Page MenuHomePhabricator

Investigation: Test searching for user agents
Closed, ResolvedPublic1 Estimated Story Points

Description

It's possible that there's so much overlap of user agents that you'd get too much info to be useful.

Let's take some sample real user agents (maybe from CommTech staff), and run a query to see how many users and how many edits we'd get.

It's okay if this query takes a long time to run -- 24 hours or more. This is a one-time thing, to make sure we're going in the right direction.

Event Timeline

DannyH set the point value for this task to 1.Oct 11 2016, 9:32 PM
DannyH moved this task from To Be Estimated/Discussed to Estimated on the Community-Tech board.

Is this ticket still valid seeing that T146837: Add ability to search by user agent from CheckUser interface now mentions restricting searches to IP + UA only?

Not anymore. On one hand, if we want a new index it should probably be a multi-column index (both IP and UA). On the other hand, user-agent search without having a wildcard ability is really limited and allowing wildcards will make indexing a different discussion. I am unsure as to what is the best design here. @DannyH should opine as well.

For the record, I've already ran into scenarios were searching for an exact match would have been helpful. This is mainly when there's a wave of socks being created during a short period of time.

I am not denying that. What I am saying is we should try to envision a model where we can search by partial strings as well, efficiently.

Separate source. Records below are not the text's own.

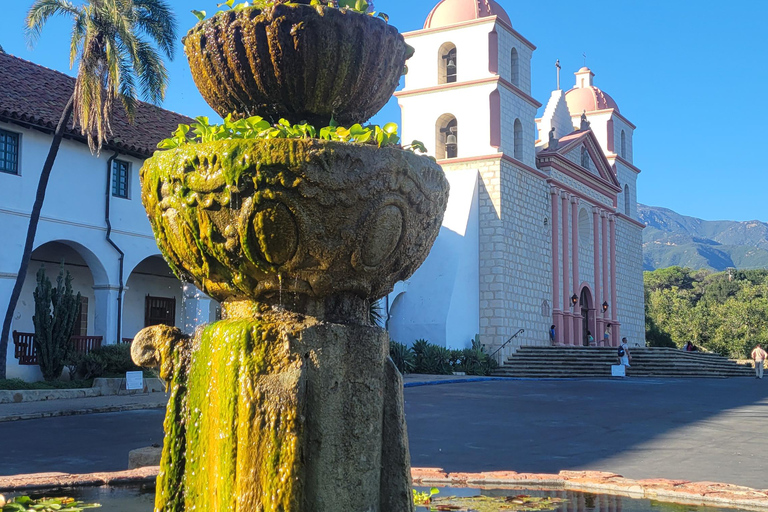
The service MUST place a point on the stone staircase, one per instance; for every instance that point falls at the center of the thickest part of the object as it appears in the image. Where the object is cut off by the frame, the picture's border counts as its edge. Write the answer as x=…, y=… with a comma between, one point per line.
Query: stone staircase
x=569, y=362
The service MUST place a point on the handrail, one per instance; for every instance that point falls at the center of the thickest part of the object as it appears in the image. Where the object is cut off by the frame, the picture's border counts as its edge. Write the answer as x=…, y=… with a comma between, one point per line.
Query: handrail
x=518, y=333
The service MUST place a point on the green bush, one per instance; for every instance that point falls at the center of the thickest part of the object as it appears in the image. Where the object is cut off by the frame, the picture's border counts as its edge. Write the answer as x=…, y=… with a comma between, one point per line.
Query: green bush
x=431, y=359
x=403, y=357
x=107, y=361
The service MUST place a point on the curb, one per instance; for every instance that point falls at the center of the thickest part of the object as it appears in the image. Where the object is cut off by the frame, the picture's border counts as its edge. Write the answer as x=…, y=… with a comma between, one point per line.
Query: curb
x=76, y=412
x=674, y=491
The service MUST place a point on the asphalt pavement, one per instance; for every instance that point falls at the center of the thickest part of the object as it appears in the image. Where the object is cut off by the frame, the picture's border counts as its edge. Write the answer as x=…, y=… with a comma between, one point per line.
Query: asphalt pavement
x=693, y=429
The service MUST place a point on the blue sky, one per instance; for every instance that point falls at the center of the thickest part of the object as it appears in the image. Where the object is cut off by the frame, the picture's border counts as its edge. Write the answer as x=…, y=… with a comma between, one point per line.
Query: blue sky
x=689, y=75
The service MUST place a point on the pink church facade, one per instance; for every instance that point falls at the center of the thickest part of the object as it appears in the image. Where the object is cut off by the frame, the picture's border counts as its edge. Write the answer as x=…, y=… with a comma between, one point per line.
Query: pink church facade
x=539, y=231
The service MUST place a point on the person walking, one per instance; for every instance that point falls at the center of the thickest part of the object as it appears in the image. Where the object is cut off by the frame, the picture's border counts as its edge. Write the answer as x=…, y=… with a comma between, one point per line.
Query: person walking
x=624, y=356
x=607, y=335
x=759, y=355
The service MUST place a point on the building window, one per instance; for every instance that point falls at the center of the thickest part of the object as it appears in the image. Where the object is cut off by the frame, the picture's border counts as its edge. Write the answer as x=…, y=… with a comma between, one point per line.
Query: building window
x=518, y=150
x=623, y=144
x=447, y=64
x=81, y=325
x=626, y=200
x=515, y=68
x=9, y=152
x=159, y=310
x=120, y=171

Just like we can search for IP ranges efficiently.

@Huji I copied your suggestion about the index to T147894.

The plan right now is to build the useragent search without the wildcard ability, and see if there's demand for it once the first version's in use.

Closing this ticket. Thanks!

DannyH claimed this task.
DannyH edited projects, added Community-Tech; removed Community-Tech-Sprint.
DannyH moved this task from Estimated to Archive on the Community-Tech board.